NVIDIA, the world leader in accelerated computing, is seeking a Senior Site Reliability Engineer for their DGX Cloud team. This role combines software and systems engineering practices to design, build, and maintain large-scale production systems. As an SRE at NVIDIA, you'll work on ensuring GPU cloud services maintain maximum reliability while enabling developer productivity through automation and optimization.
The position requires expertise in Kubernetes, distributed systems, and cloud technologies. You'll be responsible for the entire service lifecycle, from design through deployment and maintenance, focusing on performance at scale, monitoring, and incident response. The role offers opportunities to work with cutting-edge technology in AI and cloud computing.

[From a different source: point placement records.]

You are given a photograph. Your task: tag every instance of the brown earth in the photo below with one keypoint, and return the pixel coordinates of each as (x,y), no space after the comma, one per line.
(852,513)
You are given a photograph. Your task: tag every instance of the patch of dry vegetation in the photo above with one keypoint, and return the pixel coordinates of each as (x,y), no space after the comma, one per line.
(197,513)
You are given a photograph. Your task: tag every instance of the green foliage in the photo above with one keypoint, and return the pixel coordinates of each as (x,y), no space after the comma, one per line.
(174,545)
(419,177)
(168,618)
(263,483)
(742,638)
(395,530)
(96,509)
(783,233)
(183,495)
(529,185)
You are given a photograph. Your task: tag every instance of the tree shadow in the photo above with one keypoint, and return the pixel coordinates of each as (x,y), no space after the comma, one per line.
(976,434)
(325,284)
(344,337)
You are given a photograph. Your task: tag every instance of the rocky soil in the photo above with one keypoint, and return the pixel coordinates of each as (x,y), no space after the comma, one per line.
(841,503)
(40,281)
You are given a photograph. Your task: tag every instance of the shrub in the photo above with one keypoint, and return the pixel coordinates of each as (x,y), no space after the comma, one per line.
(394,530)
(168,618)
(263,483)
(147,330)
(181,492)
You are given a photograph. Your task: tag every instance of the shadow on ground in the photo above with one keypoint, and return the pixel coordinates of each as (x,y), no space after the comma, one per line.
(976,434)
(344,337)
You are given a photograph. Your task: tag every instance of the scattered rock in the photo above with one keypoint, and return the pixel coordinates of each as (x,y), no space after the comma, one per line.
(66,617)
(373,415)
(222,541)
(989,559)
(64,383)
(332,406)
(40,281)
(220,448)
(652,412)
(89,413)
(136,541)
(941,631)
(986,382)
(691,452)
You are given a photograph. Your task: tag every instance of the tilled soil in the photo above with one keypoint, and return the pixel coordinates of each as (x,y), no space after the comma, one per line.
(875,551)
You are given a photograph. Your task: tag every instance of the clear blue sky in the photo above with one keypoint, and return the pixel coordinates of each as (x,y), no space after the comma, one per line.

NVIDIA's culture emphasizes diversity, intellectual curiosity, and problem-solving in a blame-free environment. The company encourages collaboration, big thinking, and risk-taking while providing support and mentorship for professional growth. The compensation package includes a competitive base salary range of $148,000-$276,000, plus equity and comprehensive benefits.
The ideal candidate will have 5+ years of experience, strong Linux and container expertise, and programming skills in languages like Python or Go. You'll join a team that's transforming industries through accelerated computing and AI technology, making this an excellent opportunity for those passionate about large-scale distributed systems and cutting-edge technology.